Türkiye tarımsal üretimde güçlü ama markalaşmada hâlâ geride. Peki, biz bu ‘Akdeniz Sofrası’na nasıl otururuz? İtalya’dan öğrenilecek çok net başlıklar var:
* Güçlü üretici örgütlenmesi: Kooperatiflerin profesyonelleşmesi, markalaşmada rol alması, tek sesli tanıtım.
* Hikâye anlatımı: Ürünlerin arkasında coğrafya, aile, gelenek, tarif anlatmak.
* Coğrafi işaret ve denetim: Etkin kontrol, sahte ürünle mücadele, tutarlılık.

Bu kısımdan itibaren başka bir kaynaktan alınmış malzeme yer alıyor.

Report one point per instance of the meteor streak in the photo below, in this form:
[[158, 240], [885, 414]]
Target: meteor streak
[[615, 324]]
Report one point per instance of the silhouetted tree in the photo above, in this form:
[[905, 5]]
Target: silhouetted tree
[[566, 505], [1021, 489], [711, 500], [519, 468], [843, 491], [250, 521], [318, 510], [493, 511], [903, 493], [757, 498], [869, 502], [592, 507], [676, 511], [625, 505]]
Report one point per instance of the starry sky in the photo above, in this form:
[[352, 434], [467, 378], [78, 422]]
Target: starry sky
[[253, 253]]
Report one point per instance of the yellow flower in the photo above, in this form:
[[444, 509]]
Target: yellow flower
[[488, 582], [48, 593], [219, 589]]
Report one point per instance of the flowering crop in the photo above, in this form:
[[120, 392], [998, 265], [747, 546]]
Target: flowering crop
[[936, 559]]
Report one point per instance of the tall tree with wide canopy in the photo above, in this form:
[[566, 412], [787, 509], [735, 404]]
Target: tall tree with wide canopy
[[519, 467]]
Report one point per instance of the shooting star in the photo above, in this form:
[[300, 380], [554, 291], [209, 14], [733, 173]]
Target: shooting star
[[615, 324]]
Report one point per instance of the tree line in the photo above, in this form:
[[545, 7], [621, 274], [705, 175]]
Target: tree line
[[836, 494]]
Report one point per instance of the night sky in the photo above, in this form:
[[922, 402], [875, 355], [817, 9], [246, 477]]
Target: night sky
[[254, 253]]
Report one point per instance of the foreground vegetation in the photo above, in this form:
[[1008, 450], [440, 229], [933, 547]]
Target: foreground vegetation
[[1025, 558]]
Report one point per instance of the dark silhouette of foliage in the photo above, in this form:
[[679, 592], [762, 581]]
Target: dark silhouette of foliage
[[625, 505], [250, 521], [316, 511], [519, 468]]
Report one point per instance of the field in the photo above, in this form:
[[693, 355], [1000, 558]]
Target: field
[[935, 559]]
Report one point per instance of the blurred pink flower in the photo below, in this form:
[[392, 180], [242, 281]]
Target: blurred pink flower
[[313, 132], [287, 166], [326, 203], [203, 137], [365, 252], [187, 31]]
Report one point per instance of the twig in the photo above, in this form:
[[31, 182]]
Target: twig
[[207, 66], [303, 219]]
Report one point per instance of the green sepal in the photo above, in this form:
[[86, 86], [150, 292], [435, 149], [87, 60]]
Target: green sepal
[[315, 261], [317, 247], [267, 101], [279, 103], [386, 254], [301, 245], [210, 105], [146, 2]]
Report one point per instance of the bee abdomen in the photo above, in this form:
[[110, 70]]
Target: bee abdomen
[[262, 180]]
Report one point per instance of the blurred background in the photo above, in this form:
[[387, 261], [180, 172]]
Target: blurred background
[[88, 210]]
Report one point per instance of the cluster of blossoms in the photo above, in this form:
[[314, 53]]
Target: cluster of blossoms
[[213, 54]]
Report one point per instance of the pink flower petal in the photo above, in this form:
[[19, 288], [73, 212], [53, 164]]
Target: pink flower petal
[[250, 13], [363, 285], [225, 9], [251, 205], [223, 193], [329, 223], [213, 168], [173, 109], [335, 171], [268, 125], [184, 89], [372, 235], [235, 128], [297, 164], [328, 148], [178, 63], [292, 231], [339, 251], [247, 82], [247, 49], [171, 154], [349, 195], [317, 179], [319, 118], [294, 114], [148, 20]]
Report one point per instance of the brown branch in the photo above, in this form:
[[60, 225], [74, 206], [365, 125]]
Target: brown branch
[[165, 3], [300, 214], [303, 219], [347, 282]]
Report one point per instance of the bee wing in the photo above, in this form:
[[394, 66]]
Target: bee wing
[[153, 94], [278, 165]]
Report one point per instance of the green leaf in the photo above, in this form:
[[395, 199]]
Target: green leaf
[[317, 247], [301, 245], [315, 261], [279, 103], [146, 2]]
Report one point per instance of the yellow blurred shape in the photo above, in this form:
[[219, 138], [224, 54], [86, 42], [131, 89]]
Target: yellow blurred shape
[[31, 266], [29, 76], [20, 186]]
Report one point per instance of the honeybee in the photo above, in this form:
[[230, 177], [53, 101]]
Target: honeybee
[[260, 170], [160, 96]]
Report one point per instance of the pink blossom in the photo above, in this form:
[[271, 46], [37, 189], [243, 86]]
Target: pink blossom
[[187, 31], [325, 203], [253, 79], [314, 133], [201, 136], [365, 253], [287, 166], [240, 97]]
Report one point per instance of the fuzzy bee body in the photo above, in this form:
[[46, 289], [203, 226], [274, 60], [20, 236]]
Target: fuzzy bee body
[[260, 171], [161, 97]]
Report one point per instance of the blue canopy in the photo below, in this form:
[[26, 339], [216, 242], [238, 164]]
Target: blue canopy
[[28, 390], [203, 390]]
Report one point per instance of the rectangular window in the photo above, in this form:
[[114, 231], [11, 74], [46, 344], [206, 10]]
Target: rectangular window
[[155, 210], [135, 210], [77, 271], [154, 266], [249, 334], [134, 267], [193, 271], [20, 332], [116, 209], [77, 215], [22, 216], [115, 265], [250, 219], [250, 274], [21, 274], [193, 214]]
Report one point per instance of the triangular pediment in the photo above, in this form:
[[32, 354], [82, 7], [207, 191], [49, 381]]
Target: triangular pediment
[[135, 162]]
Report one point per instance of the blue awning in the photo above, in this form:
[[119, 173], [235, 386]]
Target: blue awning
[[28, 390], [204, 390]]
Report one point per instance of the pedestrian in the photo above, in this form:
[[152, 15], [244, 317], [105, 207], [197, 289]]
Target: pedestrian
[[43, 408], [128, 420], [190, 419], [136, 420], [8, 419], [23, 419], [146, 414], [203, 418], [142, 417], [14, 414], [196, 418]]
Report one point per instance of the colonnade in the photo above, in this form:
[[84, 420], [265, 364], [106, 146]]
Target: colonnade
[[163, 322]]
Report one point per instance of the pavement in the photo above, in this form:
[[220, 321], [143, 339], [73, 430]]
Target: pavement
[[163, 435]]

* Gastronomi diplomasisi: Yurt içinde tadım etkinlikleri, tadım rotaları, festivaller; yurt dışında tanıtım etkinlikleri.
* Ambalaj ve tasarım: Raflarda dünya standartlarında estetik.
* Turizm entegrasyonu: Tarım ve gastronominin turizmin lokomotifi olması.
* Kırsal kalkınma: Gençlerin köye dönüşünü teşvik eden gelir modelleri.
* Kaliteli sürdürülebilir ürün.
* Gerçek ve şeffaf veri.
* Konuyla ilgili belirlenmiş güçlü bir ülke stratejisi, yurt dışına yönelik olarak etkili bir algı yönetimi ve kapsamlı reklam çalışmaları.